Voice Phishing Strikes Cisco: What We Know

Recently, Cisco experienced a security breach due to a voice phishing attack, where a representative inadvertently divulged information. This breach allowed cyber criminals to download user data from a third-party customer relationship management (CRM) system. The information accessed included names, organization details, addresses, Cisco-assigned user IDs, email addresses, phone numbers, and metadata related to accounts.

Though the breach exposed basic profile information, Cisco confirmed that no sensitive data like passwords or proprietary information was compromised. They added that no other CRM instances or company products and services were affected, providing reassurance to clients.

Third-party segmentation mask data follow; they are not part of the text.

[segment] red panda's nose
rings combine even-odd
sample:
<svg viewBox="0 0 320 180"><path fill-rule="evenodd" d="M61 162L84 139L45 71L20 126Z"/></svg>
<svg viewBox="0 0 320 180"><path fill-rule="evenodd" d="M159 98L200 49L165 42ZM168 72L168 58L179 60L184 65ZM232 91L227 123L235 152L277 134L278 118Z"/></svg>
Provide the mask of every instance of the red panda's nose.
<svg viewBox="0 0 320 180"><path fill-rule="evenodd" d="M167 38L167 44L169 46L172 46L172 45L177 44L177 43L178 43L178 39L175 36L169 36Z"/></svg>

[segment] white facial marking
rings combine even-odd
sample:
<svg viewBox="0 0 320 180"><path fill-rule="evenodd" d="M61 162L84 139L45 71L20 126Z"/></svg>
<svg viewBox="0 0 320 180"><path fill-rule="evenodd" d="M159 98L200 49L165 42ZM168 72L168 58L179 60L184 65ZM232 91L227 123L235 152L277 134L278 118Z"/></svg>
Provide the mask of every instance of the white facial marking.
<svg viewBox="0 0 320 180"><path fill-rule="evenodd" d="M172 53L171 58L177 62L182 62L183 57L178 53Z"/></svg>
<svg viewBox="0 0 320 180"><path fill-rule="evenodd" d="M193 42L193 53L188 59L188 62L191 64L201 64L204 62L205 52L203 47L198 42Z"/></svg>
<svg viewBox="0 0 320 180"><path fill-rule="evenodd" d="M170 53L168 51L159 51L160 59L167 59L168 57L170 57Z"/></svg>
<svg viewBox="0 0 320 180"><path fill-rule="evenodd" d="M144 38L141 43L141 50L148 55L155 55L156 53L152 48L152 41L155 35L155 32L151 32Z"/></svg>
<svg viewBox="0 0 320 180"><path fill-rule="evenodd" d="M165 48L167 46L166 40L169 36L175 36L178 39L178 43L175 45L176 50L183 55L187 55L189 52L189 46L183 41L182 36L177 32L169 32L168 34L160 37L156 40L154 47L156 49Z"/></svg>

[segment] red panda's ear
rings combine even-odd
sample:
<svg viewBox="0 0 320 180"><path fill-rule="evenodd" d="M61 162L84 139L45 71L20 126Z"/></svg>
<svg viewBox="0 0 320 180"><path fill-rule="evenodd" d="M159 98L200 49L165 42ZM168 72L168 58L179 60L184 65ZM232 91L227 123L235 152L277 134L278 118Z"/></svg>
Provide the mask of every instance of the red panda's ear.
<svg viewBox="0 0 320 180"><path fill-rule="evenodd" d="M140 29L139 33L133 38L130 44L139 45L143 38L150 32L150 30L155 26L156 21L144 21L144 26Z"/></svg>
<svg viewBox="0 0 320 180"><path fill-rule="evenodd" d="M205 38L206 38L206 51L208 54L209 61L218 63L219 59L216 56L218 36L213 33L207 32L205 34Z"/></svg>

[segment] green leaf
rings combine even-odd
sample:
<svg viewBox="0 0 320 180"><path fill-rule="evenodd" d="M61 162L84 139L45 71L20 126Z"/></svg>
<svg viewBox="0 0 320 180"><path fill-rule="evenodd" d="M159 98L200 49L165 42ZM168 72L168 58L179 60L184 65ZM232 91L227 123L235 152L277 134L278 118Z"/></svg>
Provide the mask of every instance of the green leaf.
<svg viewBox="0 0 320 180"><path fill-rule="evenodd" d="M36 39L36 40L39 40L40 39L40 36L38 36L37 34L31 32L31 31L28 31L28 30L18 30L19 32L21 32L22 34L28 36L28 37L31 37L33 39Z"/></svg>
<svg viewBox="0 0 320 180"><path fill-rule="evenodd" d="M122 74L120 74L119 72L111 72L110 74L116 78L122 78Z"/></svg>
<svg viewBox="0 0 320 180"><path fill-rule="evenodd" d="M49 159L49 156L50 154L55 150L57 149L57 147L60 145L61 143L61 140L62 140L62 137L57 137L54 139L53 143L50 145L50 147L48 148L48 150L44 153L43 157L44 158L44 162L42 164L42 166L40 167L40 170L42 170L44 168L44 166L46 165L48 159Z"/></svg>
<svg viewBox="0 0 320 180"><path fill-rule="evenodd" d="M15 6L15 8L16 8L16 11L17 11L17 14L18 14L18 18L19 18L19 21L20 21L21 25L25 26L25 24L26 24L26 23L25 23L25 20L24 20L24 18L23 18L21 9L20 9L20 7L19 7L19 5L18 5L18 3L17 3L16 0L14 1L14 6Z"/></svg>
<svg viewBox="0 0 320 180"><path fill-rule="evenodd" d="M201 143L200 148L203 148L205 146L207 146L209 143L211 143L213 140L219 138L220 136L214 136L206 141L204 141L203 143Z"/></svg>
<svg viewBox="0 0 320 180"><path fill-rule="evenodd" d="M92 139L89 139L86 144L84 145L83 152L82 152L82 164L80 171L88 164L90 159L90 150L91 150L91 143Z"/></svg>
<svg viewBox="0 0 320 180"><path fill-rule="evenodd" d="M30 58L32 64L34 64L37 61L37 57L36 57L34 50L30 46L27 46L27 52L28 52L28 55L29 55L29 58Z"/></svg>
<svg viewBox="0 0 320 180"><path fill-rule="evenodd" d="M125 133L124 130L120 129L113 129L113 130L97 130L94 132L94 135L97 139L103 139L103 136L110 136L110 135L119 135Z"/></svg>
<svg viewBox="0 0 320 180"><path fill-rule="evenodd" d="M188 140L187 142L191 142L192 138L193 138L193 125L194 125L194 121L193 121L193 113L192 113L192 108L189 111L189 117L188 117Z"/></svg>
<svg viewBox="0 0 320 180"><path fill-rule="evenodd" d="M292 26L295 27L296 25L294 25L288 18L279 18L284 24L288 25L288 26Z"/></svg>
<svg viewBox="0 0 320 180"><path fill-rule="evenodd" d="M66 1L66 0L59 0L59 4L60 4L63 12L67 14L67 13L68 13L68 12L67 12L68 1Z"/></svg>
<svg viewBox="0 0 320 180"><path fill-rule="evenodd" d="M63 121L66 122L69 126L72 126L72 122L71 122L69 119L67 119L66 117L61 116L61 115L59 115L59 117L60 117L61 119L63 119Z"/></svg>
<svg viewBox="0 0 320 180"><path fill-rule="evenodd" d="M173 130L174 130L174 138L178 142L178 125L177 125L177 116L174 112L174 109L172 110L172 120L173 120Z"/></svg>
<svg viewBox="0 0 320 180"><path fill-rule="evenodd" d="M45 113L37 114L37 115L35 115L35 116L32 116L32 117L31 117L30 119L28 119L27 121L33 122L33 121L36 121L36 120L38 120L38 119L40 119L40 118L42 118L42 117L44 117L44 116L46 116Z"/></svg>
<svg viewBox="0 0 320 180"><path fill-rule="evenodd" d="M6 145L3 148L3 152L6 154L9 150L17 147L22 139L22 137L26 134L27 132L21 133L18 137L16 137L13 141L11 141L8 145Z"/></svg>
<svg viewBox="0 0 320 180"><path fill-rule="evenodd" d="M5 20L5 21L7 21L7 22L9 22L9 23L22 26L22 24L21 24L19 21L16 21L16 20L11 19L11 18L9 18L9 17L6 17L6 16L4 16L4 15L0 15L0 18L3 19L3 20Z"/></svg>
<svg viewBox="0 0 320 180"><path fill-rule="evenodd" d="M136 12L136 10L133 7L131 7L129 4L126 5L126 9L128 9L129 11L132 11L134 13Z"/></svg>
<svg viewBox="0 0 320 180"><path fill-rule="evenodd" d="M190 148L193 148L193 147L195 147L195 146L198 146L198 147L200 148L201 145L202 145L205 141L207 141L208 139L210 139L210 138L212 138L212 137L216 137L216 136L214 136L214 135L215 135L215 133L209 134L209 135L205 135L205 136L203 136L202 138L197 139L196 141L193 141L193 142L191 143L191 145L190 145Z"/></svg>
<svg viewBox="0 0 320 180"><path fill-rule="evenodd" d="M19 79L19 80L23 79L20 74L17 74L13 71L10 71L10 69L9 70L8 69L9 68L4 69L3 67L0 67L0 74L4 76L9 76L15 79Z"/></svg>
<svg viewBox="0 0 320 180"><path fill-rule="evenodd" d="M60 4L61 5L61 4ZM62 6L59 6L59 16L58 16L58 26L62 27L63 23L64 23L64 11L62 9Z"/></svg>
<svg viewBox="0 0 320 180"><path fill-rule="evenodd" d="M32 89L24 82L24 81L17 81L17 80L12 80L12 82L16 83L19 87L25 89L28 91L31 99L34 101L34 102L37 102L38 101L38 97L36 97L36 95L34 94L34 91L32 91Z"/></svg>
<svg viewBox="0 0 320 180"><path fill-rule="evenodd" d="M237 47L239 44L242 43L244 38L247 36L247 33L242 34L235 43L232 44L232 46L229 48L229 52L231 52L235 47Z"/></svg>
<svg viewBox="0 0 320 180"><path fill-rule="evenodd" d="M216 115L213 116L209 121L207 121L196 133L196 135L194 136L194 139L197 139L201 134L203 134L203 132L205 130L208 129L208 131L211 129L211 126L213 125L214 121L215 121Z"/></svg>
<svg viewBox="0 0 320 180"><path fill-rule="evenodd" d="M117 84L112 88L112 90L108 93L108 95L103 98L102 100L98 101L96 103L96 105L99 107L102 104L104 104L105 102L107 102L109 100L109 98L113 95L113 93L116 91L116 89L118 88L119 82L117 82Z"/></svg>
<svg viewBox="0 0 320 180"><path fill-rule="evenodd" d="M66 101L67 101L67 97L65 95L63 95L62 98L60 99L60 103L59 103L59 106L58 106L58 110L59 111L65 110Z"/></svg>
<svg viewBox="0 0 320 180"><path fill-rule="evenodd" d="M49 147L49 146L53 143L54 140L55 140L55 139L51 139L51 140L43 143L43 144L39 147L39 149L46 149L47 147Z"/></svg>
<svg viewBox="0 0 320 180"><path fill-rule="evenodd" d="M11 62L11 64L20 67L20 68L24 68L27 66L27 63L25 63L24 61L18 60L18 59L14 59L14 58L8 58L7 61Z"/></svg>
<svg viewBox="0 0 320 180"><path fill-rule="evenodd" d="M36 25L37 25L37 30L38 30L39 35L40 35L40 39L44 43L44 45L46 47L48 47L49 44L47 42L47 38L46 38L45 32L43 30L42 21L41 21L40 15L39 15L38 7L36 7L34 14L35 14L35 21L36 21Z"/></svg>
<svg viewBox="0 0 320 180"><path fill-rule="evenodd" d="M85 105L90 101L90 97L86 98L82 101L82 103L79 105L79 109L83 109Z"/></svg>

Voice phishing, or "vishing," has become a favored technique for ransomware groups to bypass the defenses of even the most secure organizations. In some cases, attackers use multiple forms of communication, including emails and text messages, to deceive targets. Notable companies such as Microsoft, Twilio, and Twitter have also faced similar threats, highlighting the evolving scope of these cyber attacks.

Implementing multi-factor authentication (MFA) systems that are compliant with industry standards like FIDO can offer a robust defense against these attacks. By binding cryptographic keys to domain names and requiring physical proximity of devices, organizations can thwart spoofed phishing sites. However, given the novelty of FIDO-compliant MFAs, organizations still provide alternative authentication methods, which require careful management to prevent new vulnerabilities.

The US Cybersecurity and Infrastructure Security Agency provides guidelines to safeguard against social engineering attacks, emphasizing the importance of updated security protocols in the face of advanced phishing tactics.